The businessman says it was “such a dramatic coincidence that Sunderland is where the flames were first fanned” for Brexit, since the city went on to become the first place in the UK to vote Leave in the 2016 EU referendum.

“Because we are a provincial northeast city, very, very Eurosceptic anyway, we are one step, two steps, three steps removed from Westminster really... and we are probably suspicious of our own elective representatives in Westminster and wouldn’t trust them as well as the whole lot in Brussels,” he says.

Thoburn and Herron, who had known each other since the early 1990s, went on to wage a three-year legal battle against the greengrocer’s conviction.

“We used to sit in Steve’s office over at Southwick and I’d say, ‘Look at the bloody trouble you’re causing now,’ and he’d say, ‘All I want to do is to get my fucking scales back’,” says Herron.

Neil Herron pictured with a petition next to the European Court of Human Rights in August 2002
Neil Herron pictured with a petition next to the European Court of Human Rights in August 2002 (Jean-Marc Loos/Reuters)

But despite having the weight of the public, a number of newspapers and Ukip behind them, they failed to get the conviction overturned in the High Court and the House of Lords.

Now, more than 20 years on, with Britain’s recent departure from the EU, Boris Johnson looks set to make good on a promise from his 2019 manifesto to bring imperial units back to the UK’s shops.

The move will come too late for Thoburn, who died of a massive heart attack at the age of 39 in 2004, leaving behind his wife Leigh Thoburn, their two young children and his son from a previous relationship.

His wife Leigh also later died in 2016, aged 43.

The couple’s daughter, 24-year-old Georgia Thoburn, has now taken up the mantle in calling for her father and four other “metric martyrs” to be officially pardoned.

Greengrocers Colin Hunt and Julian Harman and fishmonger John Dove were all also later convicted in 2001 for selling produce in imperial measurements, while greengrocer Janet Devers was convicted in 2008.

A campaign for the group to be pardoned was launched on 4 July this year by Herron, Thoburn and her brother Jay Thoburn to coincide with the 21-year anniversary of the day the Trading Standards officers and police entered Thoburn’s stall.

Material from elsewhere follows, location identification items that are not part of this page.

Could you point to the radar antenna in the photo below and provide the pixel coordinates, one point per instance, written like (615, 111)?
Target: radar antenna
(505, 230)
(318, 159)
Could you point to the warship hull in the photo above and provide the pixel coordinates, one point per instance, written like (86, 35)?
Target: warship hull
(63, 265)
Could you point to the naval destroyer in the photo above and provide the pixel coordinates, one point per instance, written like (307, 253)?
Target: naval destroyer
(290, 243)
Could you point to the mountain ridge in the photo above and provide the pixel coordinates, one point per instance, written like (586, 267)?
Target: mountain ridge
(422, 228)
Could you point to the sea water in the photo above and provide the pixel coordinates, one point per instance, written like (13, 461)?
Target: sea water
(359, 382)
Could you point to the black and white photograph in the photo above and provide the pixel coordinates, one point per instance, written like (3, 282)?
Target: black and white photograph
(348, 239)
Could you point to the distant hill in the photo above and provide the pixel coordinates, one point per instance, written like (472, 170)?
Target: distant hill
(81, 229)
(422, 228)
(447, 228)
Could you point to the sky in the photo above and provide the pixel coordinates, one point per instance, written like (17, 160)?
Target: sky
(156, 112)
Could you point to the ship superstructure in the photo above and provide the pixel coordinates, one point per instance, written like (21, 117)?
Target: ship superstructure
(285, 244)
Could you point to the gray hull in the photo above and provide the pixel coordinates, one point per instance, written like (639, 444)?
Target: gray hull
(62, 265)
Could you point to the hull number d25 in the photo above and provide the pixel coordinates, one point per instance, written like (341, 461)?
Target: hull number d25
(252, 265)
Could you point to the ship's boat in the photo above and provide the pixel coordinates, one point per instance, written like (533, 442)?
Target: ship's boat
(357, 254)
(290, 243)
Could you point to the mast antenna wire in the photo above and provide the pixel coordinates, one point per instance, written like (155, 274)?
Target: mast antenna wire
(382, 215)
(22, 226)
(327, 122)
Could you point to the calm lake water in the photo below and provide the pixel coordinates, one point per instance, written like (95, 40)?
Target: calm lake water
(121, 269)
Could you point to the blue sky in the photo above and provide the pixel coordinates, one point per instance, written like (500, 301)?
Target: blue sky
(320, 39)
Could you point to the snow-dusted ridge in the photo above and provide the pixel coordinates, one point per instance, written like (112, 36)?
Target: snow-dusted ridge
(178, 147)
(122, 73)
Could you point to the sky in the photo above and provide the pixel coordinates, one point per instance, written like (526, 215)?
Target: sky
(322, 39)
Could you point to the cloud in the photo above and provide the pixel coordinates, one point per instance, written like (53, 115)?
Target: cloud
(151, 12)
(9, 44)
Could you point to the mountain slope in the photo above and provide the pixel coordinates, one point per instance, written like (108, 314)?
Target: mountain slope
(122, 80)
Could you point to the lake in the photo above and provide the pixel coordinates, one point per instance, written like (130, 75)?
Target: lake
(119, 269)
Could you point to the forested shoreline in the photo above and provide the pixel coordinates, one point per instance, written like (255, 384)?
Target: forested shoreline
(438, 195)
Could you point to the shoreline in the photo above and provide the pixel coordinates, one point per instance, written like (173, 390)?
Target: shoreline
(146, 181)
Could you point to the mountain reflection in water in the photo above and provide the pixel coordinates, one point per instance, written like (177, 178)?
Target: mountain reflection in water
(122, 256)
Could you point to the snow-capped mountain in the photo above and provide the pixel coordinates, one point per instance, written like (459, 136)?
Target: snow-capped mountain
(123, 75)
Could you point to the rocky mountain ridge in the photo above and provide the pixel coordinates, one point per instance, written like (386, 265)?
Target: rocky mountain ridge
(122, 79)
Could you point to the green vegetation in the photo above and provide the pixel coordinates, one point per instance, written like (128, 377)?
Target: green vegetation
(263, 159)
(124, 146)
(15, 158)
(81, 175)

Georgia Thoburn, who is now in her third year of a nursing degree, said the government’s recent announcement “completely vindicates” her father and the Metric Martyrs campaign.

“My dad was just an ordinary market trader who became an extraordinary, reluctant hero,” she says.

“My mam was his rock and supported him all the way despite the initial concerns.

“I have picked up the mantle and take forward the call for the pardon with Neil to finally clear my Dad’s name.”

Asked whether the stress of the conviction and being in the public eye may have contributed to Thoburn’s death, Herron says: “That’s what we will never know.

“We will not rest until Steve’s conviction is quashed.”